No snooping  Germany's highest court has restricted the right of the country's security services to spy on the computers of suspected criminals. The Federal Constitutional Court in Karlsruhe said cyber spying violated individuals' right to privacy and could be used only in exceptional cases. The ruling came down on security officials who use virus-like software to monitor suspected terrorists' online activity.

The German government has described cyber spying as a vital tool in fighting terrorism. But the court's president Hans-Juergen Papier said that using software to spy on Internet users contravened rights enshrined in Germany's constitution. "The fear of being observed ... can prevent unselfconscious personal communication,' he said. The ruling emphasized that cyber spying would have to receive the permission of a judge.

The ruling directly addressed a law in the western German state of Rhine Westhphalia that permitted authorities to monitor criminal suspects' use of personal computer.
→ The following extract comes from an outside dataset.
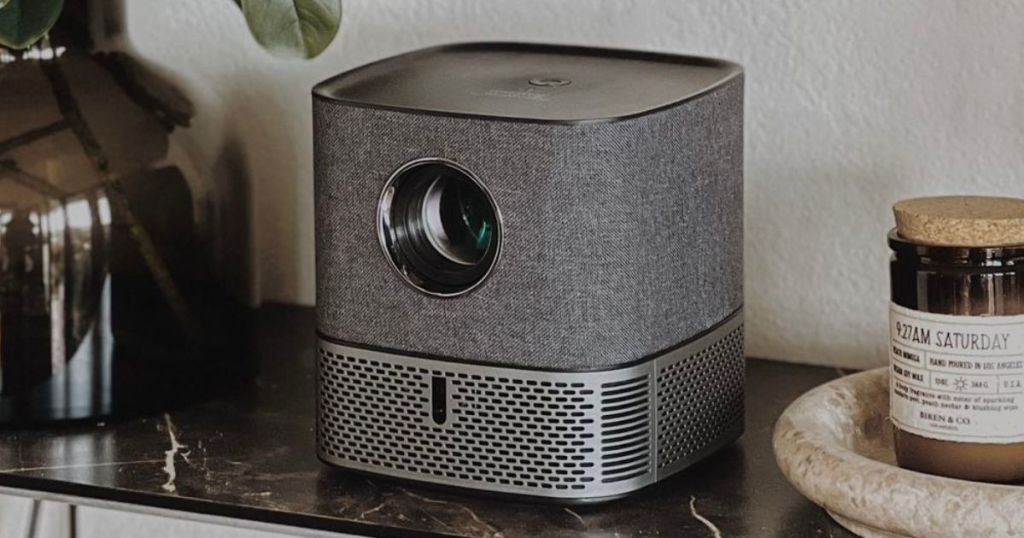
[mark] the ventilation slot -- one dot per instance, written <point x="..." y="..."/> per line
<point x="498" y="431"/>
<point x="625" y="429"/>
<point x="699" y="400"/>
It also set out the ground rules for a hotly disputed federal law governing secret services' ability to use virus-like software to monitor suspected terrorists' online activity. "Given the gravity of the intrusion, the secret infiltration of an it system ... can only be constitutionally allowed if clear evidence of a concrete threat ... exists,' Papier said.

Judicial approval is required in Germany for a suspect's telephone to be tapped, and Germany's interior ministry had been expecting the court to make a similar requirement for spying on computers. The court's decision will be carefully analysed and we will change the country's cyber laws,' Germany's interior minister Wolfgang Schauble said.

German it industry also welcomed the decision. Bernhard Rohleder, head of the German it association said the federal court's ruling laid the groundwork for "more democratic cyber laws'. "Now we have a basis for future debates on security and information technology,' Rohleder said.